Die Bewertungen verwenden ein vereinfachtes vierstufiges Schema (Hoch, Mittel, Niedrig, Sehr niedrig), angelehnt an die GRADE working group. Mehr darüber erfahren, wie Studien bewertet werden.
In einer einfach verblindeten RCT mit 100 Personen erzeugte ein vollautomatisiertes VR-Programm mit einem virtuellen Therapie-Coach große Reduktionen der Höhenangst und erreichte Outcomes, die mit therapeutengeführter Versorgung vergleichbar waren, ohne dass eine Klinikerin oder ein Kliniker im Raum sein musste.
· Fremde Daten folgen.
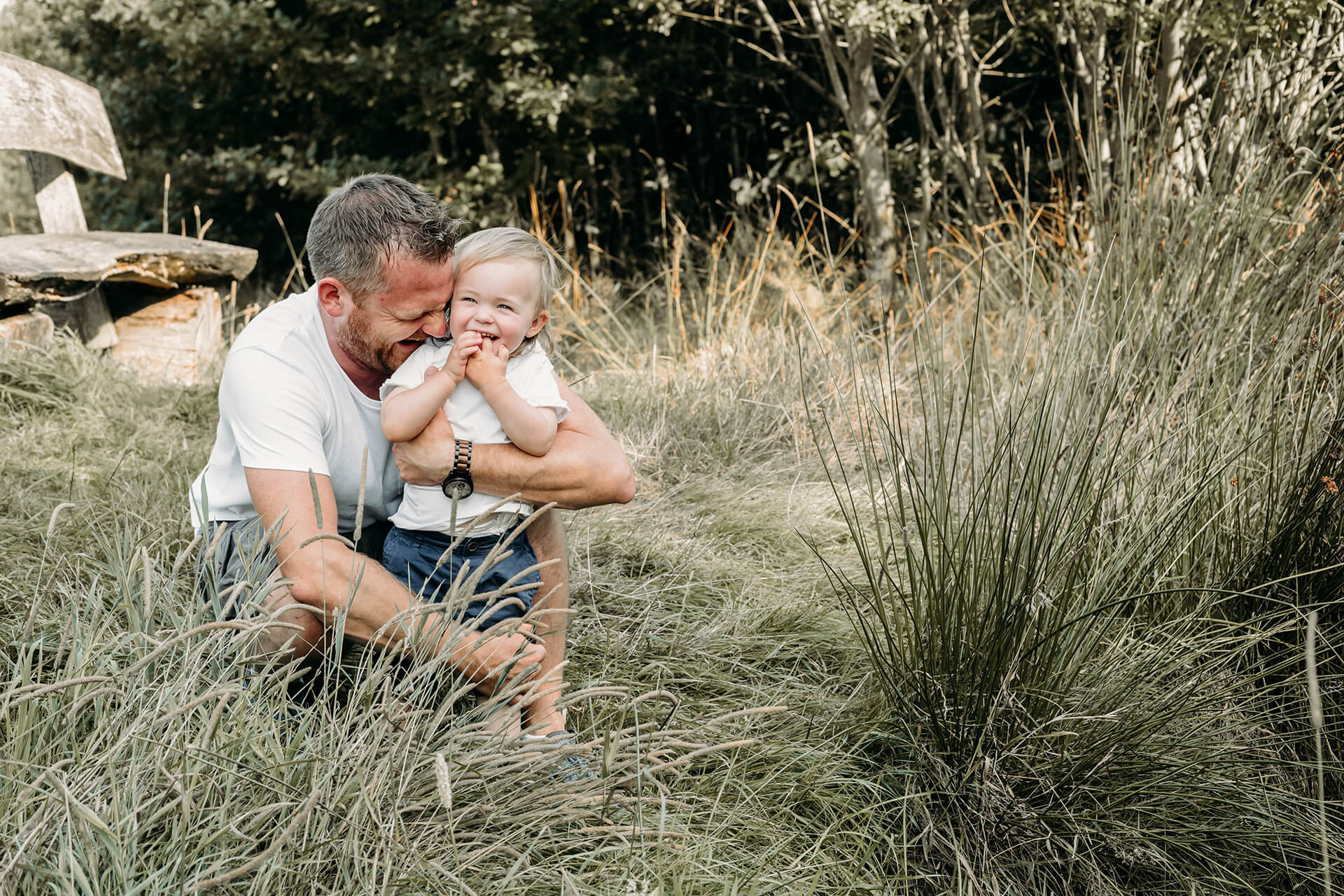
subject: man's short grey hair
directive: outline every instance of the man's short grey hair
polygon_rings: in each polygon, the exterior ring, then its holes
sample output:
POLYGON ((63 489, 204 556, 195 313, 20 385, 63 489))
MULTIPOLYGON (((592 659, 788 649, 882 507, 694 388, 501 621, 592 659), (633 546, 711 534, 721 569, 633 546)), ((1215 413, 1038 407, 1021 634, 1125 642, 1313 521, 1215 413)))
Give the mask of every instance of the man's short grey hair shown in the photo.
POLYGON ((394 175, 360 175, 321 201, 308 227, 313 279, 333 277, 353 298, 387 290, 394 257, 434 265, 453 257, 460 220, 394 175))

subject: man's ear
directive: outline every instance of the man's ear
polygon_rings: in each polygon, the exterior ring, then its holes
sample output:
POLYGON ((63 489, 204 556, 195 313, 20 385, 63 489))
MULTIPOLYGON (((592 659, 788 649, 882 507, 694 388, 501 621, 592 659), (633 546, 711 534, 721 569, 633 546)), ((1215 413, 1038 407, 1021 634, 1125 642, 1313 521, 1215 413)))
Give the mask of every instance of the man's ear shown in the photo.
POLYGON ((323 306, 331 317, 344 317, 349 310, 349 305, 353 300, 349 298, 349 293, 335 277, 324 277, 317 281, 317 304, 323 306), (348 302, 348 304, 347 304, 348 302))
POLYGON ((551 316, 546 312, 538 312, 536 317, 532 318, 532 325, 527 328, 527 339, 532 339, 542 332, 546 326, 546 321, 551 320, 551 316))

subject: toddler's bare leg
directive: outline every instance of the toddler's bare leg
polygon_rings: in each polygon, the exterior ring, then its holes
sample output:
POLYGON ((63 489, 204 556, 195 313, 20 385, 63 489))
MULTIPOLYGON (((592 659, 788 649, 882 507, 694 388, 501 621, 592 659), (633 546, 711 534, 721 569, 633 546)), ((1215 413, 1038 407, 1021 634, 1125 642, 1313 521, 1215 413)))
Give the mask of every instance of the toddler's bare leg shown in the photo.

Eine hochkarätige RCT in einer führenden Fachzeitschrift, die zeigt, dass automatisierte VR-Therapie substanzielle klinische Effekte bei einer umschriebenen Bedingung (Höhenangst) erzeugen kann; die breitere Aussage, dass VR-Therapie ohne durchgängige klinische Anwesenheit durchgeführt werden kann, hat Implikationen für die Implementierung über Bedingungen hinweg.
Wichtigste Ergebnisse
- Automatisierte VR-Therapie erzeugte im Vergleich zur Kontrollbedingung große Reduktionen der Höhenangst
- Die Effektstärken waren vergleichbar mit denen, die in Studien zu therapeutengeführter Expositionstherapie berichtet wurden
- Die Behandlung wurde von einem virtuellen Coach ohne anwesende Klinikerin oder anwesenden Kliniker durchgeführt
- Teilnehmende berichteten hohe Zufriedenheit mit dem automatisierten Durchführungsmodell
Hintergrund
Die meiste Evidenz zur VR-basierten Therapie stammt aus Studien, in denen eine Klinikerin oder ein Kliniker während der VR-Sitzung anwesend ist - das System bedienend, die Exposition leitend und situative Unterstützung leistend. Dieses Durchführungsmodell ist für klinische Forschung angemessen, wirft aber eine praktische Frage zur Skalierung auf: Wenn die bedeutsamen aktiven Inhaltsstoffe der VR-Exposition abgestufte kontrollierte Reize und das Engagement der Teilnehmenden mit ihnen sind, kann ein strukturiertes automatisiertes Programm diese Bestandteile ohne durchgängige Anwesenheit von Behandelnden liefern? Freeman und Kollegen wollten diese Frage mit einer methodisch rigorosen RCT beantworten.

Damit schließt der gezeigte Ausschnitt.